И то же, как эхо, ударило тут за стеной, и, выкинув на улицу, пошло из ворот в ворота, размахнулось широко, закрутилось, ударило тут в головах.
Костя не двинулся.
— Ты бы, Костя, Богу молился.
— Никогда я не молюсь, — огрызнулся, — и не буду молиться.
— А знаешь, Костя, в какой-то одной стране Бесинии живут люди, куринасы, живут эти самые куринасы в песку, тепло им, любо, несут они большущие яйца, гусиные... ими и питаются, гусиные...
Костя весь подбросился.
— Гусиные и утиные, — засыпающими губами промямлил Иван Трофимыч и засопел.
Весь коридорчик засопел с ним вместе.
* * *
Костя лежал с открытыми глазами, прислушивался.
Тоска точила сердце.
И одна теперь мысль — покончить с собой овладевала всем его существом.
Вот он, имеющий власть над часами, запретивший смеяться, грозивший всему миру одиночным заключением, приковывающий к себе людей лягушачьей лапкой, он больше уж не верит в эту свою великую власть: часы по-прежнему идут, по-прежнему смеются над ним, а та, которую он так хочет, так же далека от него, как и раньше.
Он продал бы душу черту, проклял бы все на свете, но видно и черт отступился от него...
К чему ему жить? Зачем жить?
Осторожно спустил Костя голые ноги, — теперь никто не услышит, — пошарил вокруг себя.
Но ничего не нашел такого, чем бы прикончить себя.
Ничего не было.
Дрожа всем телом, поднялся он с сундука и, обжигаясь холодом, побрел по стене и, бродя так, нащупывал руками.
Но ничего не нашел такого, чем бы прикончить себя.
Ничего не было.
И странная мысль иглой прошла через мозг: стало быть, он не может найти ее, он не может найти себе смерть, он победил смерть.

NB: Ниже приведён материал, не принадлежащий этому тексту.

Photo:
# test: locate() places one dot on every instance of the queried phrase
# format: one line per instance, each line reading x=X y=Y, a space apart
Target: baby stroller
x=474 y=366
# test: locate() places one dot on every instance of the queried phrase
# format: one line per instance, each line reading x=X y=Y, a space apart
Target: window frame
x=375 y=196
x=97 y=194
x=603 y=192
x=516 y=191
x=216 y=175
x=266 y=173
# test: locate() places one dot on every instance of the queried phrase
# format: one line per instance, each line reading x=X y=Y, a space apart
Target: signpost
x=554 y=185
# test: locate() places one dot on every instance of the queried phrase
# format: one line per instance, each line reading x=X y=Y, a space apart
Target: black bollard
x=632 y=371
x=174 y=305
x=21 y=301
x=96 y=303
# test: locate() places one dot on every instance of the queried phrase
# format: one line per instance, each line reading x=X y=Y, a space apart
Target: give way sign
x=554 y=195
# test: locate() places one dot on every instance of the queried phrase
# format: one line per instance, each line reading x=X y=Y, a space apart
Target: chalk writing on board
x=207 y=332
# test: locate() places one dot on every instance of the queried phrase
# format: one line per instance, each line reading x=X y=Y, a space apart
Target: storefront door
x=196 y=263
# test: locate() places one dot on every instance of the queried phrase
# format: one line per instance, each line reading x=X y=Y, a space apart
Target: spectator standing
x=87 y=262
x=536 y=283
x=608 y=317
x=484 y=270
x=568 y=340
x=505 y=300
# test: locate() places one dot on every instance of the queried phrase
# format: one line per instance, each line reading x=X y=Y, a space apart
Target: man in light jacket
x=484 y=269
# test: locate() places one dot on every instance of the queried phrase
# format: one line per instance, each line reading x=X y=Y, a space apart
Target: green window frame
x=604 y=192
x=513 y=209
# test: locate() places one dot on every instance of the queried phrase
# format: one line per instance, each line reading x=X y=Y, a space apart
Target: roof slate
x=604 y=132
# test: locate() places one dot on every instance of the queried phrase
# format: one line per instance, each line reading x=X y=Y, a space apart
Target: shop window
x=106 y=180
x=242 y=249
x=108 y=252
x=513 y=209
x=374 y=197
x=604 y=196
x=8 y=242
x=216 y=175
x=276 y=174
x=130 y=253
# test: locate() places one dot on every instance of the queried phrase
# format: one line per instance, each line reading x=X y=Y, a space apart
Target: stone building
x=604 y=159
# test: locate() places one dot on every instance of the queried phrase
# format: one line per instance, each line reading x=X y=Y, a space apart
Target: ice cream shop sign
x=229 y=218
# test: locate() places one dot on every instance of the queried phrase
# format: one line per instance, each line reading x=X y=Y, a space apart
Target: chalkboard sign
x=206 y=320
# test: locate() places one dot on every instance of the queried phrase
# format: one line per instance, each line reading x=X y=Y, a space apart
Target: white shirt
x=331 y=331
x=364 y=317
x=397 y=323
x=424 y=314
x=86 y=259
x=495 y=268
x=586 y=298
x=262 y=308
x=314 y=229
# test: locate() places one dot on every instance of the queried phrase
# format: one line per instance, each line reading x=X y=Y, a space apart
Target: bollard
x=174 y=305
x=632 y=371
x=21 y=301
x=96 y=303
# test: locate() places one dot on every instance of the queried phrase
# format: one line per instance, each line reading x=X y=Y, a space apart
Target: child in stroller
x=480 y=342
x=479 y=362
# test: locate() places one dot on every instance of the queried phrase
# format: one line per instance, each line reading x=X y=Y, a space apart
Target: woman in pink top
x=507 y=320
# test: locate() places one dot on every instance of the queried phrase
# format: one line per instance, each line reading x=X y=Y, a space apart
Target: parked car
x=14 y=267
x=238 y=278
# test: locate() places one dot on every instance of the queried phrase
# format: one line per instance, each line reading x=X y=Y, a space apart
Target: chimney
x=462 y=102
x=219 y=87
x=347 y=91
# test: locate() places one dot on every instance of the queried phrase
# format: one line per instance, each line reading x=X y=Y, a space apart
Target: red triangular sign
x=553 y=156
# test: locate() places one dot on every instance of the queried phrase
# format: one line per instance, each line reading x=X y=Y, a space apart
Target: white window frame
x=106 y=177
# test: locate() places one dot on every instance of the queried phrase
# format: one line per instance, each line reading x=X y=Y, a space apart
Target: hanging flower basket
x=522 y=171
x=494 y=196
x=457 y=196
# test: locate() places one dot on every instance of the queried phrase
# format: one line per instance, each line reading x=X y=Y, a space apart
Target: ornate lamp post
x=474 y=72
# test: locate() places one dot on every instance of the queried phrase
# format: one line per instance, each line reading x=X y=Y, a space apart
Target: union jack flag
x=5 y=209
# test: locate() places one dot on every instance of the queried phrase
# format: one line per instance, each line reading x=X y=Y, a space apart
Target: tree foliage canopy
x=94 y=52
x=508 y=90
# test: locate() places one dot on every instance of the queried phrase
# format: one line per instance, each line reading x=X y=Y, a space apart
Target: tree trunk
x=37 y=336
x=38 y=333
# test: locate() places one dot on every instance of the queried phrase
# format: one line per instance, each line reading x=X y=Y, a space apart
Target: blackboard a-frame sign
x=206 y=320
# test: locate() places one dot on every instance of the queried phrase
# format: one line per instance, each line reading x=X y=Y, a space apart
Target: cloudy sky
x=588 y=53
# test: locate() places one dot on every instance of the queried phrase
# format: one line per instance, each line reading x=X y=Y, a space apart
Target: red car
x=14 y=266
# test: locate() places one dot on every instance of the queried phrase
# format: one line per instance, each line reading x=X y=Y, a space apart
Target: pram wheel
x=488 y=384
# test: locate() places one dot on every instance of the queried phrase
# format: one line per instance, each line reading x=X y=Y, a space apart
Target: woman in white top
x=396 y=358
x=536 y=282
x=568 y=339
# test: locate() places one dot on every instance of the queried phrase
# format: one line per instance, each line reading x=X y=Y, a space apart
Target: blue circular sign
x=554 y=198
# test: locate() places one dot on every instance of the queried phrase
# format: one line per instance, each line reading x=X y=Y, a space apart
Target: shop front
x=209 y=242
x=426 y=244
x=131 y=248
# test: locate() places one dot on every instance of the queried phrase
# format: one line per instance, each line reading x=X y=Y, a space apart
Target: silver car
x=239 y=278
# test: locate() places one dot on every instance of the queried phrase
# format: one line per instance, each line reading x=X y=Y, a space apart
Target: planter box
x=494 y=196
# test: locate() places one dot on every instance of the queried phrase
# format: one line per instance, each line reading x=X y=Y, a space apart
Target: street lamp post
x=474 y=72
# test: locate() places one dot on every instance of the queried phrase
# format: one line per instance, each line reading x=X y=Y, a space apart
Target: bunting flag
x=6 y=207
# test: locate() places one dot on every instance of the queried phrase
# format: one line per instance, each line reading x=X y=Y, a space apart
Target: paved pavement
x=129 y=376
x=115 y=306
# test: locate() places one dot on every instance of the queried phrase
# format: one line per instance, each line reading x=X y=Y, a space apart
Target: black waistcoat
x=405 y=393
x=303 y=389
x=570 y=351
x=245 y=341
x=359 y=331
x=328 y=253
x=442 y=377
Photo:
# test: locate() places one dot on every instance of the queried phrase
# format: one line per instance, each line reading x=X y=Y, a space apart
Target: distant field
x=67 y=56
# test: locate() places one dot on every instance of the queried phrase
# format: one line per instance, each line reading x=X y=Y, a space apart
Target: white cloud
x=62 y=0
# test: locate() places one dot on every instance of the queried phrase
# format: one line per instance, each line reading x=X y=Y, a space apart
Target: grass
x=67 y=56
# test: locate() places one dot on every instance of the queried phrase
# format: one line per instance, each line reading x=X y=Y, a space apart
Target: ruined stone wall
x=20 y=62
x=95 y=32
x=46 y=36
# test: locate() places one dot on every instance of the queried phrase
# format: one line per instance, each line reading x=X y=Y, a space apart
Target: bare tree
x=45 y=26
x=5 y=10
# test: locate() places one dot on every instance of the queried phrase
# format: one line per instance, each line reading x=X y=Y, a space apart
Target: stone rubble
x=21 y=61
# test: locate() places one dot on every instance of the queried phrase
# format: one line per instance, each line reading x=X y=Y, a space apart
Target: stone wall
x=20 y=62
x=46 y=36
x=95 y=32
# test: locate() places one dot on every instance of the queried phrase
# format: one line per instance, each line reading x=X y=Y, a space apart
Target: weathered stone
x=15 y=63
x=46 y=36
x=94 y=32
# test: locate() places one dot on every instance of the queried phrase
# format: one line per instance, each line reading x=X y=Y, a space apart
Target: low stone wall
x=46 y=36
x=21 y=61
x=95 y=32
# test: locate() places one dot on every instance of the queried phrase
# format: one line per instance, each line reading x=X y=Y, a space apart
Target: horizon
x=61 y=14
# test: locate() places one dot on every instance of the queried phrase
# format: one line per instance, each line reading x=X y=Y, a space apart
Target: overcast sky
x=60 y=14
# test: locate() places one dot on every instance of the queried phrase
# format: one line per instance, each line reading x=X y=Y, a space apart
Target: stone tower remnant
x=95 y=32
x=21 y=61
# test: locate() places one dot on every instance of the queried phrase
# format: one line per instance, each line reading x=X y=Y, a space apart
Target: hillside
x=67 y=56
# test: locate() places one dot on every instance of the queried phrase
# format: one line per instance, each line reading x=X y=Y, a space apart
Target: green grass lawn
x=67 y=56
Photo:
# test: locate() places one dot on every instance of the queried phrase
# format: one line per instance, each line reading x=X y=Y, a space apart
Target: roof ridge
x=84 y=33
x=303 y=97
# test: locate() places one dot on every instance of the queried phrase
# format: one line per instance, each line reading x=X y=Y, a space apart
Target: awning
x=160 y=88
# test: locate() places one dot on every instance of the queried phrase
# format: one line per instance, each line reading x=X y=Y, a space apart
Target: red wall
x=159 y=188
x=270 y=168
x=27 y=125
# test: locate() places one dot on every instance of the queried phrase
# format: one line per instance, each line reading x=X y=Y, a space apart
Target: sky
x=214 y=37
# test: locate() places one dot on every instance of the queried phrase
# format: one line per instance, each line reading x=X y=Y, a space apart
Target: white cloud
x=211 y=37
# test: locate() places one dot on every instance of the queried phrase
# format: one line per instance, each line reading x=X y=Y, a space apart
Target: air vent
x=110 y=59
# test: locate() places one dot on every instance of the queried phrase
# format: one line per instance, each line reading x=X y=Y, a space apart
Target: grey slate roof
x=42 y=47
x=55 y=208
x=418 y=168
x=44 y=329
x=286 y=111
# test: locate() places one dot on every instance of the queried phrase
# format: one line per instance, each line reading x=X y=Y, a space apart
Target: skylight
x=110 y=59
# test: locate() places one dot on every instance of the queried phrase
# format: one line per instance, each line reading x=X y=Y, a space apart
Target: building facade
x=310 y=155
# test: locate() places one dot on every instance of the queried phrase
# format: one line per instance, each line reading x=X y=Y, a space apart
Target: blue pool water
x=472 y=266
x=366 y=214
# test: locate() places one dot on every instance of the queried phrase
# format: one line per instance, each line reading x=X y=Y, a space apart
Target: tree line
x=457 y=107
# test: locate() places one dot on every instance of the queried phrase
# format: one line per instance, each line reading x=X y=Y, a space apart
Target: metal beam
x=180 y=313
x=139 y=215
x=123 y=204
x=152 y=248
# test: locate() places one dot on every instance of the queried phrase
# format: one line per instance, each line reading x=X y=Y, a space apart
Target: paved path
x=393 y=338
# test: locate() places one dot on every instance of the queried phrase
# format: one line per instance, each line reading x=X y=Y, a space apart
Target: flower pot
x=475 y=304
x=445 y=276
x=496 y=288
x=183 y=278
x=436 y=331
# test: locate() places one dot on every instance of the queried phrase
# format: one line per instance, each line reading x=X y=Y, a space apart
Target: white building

Небывалое чувство, полное восторга, заполнило душу:
— Бессмертный! бессмертный! бессмертный!
Чувство вырастало в крылья, росли крылья, поднимали бессмертного Костю.
Поднимался Костя — ноги отделялись от земли, а свет зеленый до боли проникал его.
— Бессмертный! бессмертный! бессмертный!
— И всемогущий! — горел, наливался этот свет ярче и ярче и, вмиг обратившись в гада, вонзил когти в Костю, подъел крылья и огненной красной пастью придавил под себя, — Костя грохнулся на пол.
На грохот вскочила Катя, схватила лампочку, да из детской, натыкаясь на стулья, освещая спящих, скользнула мимо кроватей в коридорчик.
— Костя! Костя! — хрипела она и пятилась к двери, хрипела и пятилась к двери в детскую.
Растрепавшаяся вата, как разорванная шерсть, клоками висела вкруг ее шеи.
А Костя — в упор заостренные глаза, — извивался в припадке.
И прошло, казалось, много, долго, вечность.